New York

“Art of the Other Mexico”

El Museo del Barrio

Dedicated to César Chávez, “Art of the Other Mexico: Sources and Meanings” examined the complexities of bicultural identity through 70 new and recent works by 20 artists. The common denominator here was a focus on the rich traditions of Mexican visual culture: contemporary Chicano experience was explored through the recuperation of Mexican folk, religious, and urban traditions. While in the late ’60s this strategy of cultural reclamation was viewed as a direct form of resistance to the dominant Anglo culture, today such fervid political agendas have been replaced by the more amorphous goals of identity politics. Informed more by the desire to explore the dual nature of Chicano identity than to effect political change, curators René H. Arceo-Frutos, Juana Guzmán, and Amalia Mesa-Bains attempted to reveal the virtual Mexico alive in the hearts, minds, and work of American artists of Mexican descent.

The curators keyed the diverse examples of painting, sculpture, and installation- based work to three overlapping themes: land, family, and the afterlife. Depicting the high points of ordinary lives, Carmen Lomas Garza’s small narrative paintings, such as Razor Blade Do/Las Pachucas, 1993, are rendered in an effective, if decidedly studied, naive style. A similar representational simplicity marked Santa Contreras Barraza’s series of highly personalized ex-votos painted on elaborately worked metal frames. Employing the grinning skeletons associated with the festival of Dia de los Muertos (Day of the dead), both Nicolás de Jesús and Carlos Alfredo Cortéz put a tragicomic spin on everyday reality. Reinventions of the traditional altar ranged from Peter Rodríguez’s heavily ironic ode to cacti and pimentos, to Patricia Rodriguez’s comparatively intimate, alchemical retablos honoring this world and the next, to Marcos Raya’s brilliant psychosexual altar/installation in which he casts Frida Kahlo as his patron saint.

Other artists were concerned less with exploring memory and the language of tradition than with expressing social consciousness and the hard reality of urban life in America. Luis Jimenez, Jr.’s monumental fiberglass sculpture Crossing the Rio Bravo/Cruzando el Rio Bravo, 1989, depicting a man carrying a female companion and her baby across a river, was a tribute to the hardships endured by Mexicans seeking a better life in the North, while Adan Hernández’s comix-style cityscapes offered a poignant view of inner-city disenfranchisement. The show-stealing Pancho Trinity, 1993, by Judith Baca was comprised of three mixed-media sculptures, each bearing vividly painted scenes in the artist’s trademark mural style that explicitly engaged the show’s three themes with a compelling mix of humor, poetry, and grit.

Yet despite the show’s collective reclamation, through subtle reference or outright appropriation, of grassroots art genres (both folk and popular), these vernacular forms themselves were not presented. This omission only served to strengthen the very same high/low distinction that has worked to deny Chicano artists access to the mainstream for years.

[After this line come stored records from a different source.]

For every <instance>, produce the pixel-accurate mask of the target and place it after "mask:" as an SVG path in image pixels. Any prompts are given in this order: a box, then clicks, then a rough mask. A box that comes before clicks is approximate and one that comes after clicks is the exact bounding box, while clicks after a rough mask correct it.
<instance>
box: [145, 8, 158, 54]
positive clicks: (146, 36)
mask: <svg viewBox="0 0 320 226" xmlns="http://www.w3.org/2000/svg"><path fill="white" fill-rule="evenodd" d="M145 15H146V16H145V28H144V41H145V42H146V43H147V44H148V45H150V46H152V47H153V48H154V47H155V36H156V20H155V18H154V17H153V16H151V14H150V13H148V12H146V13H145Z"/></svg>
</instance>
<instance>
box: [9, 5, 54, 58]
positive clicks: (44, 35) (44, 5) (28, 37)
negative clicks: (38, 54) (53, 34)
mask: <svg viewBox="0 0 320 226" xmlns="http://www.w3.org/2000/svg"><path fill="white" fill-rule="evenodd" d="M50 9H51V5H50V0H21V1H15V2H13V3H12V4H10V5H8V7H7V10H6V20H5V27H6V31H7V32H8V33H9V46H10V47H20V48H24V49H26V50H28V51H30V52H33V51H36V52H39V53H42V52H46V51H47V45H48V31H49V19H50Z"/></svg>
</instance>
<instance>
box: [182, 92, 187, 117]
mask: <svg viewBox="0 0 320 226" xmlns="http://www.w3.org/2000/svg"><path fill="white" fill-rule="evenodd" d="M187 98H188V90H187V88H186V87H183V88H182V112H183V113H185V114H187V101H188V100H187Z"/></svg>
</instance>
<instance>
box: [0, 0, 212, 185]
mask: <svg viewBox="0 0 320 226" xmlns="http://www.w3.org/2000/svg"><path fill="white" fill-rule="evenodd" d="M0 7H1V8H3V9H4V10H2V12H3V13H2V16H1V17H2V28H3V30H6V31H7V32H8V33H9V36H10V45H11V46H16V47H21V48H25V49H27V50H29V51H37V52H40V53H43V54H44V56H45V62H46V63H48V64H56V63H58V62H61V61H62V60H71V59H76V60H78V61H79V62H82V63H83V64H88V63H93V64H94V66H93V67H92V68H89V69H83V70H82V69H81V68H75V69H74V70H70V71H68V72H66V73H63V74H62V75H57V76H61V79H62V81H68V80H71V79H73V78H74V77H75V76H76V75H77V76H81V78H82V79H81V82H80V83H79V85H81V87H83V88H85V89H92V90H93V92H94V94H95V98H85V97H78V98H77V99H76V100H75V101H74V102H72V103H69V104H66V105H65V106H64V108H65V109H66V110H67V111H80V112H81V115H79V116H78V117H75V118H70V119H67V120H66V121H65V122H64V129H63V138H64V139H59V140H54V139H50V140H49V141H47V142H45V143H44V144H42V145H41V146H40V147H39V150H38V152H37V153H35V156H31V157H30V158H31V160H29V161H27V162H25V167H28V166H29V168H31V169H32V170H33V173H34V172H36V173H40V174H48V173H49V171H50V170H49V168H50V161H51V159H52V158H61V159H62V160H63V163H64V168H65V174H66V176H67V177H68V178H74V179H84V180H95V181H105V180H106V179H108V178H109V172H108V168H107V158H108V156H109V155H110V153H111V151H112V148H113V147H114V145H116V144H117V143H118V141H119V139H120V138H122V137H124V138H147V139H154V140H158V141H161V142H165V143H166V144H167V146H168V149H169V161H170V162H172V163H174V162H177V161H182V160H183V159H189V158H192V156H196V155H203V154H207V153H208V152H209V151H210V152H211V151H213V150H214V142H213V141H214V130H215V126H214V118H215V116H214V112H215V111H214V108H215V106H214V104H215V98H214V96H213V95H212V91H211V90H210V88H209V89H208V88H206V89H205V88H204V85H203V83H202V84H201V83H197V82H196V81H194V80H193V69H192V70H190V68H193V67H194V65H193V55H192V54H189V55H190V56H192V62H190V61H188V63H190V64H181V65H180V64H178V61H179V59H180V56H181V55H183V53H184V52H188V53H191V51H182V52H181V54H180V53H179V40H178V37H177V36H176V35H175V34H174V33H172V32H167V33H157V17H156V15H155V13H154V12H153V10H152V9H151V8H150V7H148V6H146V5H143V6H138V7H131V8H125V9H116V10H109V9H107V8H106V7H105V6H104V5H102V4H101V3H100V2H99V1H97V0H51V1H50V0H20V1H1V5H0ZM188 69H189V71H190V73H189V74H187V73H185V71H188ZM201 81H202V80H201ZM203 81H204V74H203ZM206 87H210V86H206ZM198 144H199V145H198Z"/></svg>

Even more surprisingly, “rasquachismo,” a style that uses kitsch as a tool of social defiance, was given no more than lip service in the form of Ruben Trejo’s jockstrap sculptures and their relatively polite brand of humor. Conspicuously absent were the flashy antics of the king of bad taste himself, Guillermo Gomez-Peña, without whom any discussion of Chicano “border” identity seems incomplete. Ultimately, the curators’ construction of an “alternative chronicle” that favored past over present and that rejected full-blown rasquachismo reflected—but did nothing to bridge—the long-standing schism between an earlier ideal of Anglo-free cultural production and the radical strategy of maverick, trickster artists who problematize negative stereotypes of Chicanos by playing with the detritus of American popular culture. While “Art of the Other Mexico” succeeded in conveying some of the depth and power of Chicano culture, ultimately the story this exhibition told was missing several crucial chapters.